It is with profound gratitude that I thank the Lord for these past eight years that I have been privileged to serve the People of God in the Archdiocese of Quebec. My episcopal ministry here has given me the opportunity to proclaim the Good News of the Gospel and share the journey of faith. The Feast of the Assumption of the Blessed Mother is a very appropriate one that invites us all to contemplate the Paschal Mystery and to renew our faith in the Resurrection of Christ in the hope of eternal life.

The life of the Church is an ongoing journey. As I am called to serve the Universal Church in Rome, I pray for the people of the Archdiocese of Quebec, for the Church and the people of Canada, that we may all continue our pilgrimage of faith, always striving for a deeper relationship with Jesus Christ and a greater faithfulness to His Gospel.
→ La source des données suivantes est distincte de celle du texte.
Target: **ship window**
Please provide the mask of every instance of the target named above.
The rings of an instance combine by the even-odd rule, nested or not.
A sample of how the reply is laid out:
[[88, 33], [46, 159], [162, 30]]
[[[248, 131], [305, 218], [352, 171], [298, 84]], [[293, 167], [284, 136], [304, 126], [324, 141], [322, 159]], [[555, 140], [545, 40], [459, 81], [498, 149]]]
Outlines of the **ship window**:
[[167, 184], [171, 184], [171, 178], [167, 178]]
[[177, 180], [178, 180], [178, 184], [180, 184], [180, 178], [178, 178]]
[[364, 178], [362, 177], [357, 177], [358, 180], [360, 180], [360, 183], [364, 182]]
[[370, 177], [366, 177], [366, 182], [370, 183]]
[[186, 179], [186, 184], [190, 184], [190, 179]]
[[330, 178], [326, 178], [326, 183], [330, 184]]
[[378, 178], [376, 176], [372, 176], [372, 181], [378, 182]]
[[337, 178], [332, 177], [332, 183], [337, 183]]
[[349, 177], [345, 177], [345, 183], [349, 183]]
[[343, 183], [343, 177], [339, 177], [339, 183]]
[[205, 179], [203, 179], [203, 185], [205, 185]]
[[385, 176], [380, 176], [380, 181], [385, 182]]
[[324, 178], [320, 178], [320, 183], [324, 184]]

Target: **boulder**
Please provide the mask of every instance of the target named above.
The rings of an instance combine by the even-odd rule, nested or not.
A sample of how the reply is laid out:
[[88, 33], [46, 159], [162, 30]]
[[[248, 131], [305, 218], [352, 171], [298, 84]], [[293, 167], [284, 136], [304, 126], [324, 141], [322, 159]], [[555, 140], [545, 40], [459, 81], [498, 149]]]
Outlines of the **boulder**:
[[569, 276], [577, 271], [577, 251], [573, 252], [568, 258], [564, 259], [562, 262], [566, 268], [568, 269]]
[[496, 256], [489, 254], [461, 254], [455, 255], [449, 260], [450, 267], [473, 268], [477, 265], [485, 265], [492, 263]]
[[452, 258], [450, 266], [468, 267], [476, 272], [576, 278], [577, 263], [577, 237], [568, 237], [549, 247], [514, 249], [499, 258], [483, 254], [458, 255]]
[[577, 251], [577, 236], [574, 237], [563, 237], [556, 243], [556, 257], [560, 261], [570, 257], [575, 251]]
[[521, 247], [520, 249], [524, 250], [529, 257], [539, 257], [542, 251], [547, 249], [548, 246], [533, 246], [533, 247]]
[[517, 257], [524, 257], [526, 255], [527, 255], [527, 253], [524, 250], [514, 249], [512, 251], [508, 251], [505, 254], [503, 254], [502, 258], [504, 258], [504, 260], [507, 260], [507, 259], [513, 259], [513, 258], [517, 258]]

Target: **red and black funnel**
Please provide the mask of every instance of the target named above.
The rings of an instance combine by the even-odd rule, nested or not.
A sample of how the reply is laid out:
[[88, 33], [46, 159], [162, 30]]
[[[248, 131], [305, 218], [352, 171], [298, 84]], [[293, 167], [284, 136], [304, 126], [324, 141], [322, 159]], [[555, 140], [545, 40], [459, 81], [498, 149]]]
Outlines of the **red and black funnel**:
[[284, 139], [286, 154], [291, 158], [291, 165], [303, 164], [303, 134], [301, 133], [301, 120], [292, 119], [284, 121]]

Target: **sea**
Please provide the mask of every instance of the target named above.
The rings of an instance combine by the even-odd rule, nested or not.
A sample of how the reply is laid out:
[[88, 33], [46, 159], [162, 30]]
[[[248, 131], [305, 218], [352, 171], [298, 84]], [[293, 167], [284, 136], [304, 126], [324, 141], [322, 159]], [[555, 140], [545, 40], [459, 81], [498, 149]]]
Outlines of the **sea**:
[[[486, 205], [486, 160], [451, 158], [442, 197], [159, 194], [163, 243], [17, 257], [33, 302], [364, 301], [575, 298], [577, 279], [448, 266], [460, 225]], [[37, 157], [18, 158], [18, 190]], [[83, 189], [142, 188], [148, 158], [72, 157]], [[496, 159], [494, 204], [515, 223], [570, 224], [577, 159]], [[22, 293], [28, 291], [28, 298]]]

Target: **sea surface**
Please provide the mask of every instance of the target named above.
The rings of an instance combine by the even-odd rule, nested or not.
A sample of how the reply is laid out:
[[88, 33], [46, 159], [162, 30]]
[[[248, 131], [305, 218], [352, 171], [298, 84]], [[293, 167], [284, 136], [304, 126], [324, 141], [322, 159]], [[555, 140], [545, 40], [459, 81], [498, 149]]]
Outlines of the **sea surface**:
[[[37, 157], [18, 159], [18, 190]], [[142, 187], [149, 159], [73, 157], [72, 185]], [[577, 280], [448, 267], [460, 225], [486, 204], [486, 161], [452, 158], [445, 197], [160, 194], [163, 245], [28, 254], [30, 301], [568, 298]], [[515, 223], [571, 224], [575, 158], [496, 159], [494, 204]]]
Je remercie les évêques auxiliaires et les prêtres pour leur souci de collaboration et d’unité. Cela nous a permis d’affronter ensemble les défis que pose à la conscience chrétienne notre société sécularisée. Malgré les tensions récurrentes mais somme toute fécondes, nous avons marché dans la fidélité au Seigneur et à son Église. J’ai beaucoup reçu de vous, chers confrères, et j’ai apprécié votre obéissance à des décisions qui signalaient des tournants et exigeaient parfois certains renoncements. C’est pour susciter une nouvelle relève sacerdotale que j’ai déployé beaucoup d’efforts, car j’ai une estime profonde pour vous et pour le ministère irremplaçable que vous exercez. Je reconnais aussi l’aide précieuse des diacres, des agents et agentes de pastorale. Votre vocation est de service et de partage, dans la fidélité à la Parole, pour rejoindre le peuple de Dieu par l’animation pastorale et spirituelle.

Lors de certains débats publics ou à l’occasion de décisions pastorales, je suis conscient que plusieurs personnes ont pu être heurtées ou peinées : le message de la vérité n’est pas toujours bienvenu; c’est une souffrance pour celui qui écoute et parfois pour le ministre qui l’exprime. Mais Dieu lui-même nous a montré que la souffrance peut être source de vie. Toutefois, conscient de mes propres faiblesses, je demande pardon à Dieu et à mes frères et sœurs pour tout ce qui a pu leur faire du tort. Que le Père miséricordieux permette que nous nous disions au revoir dans la paix et la réconciliation!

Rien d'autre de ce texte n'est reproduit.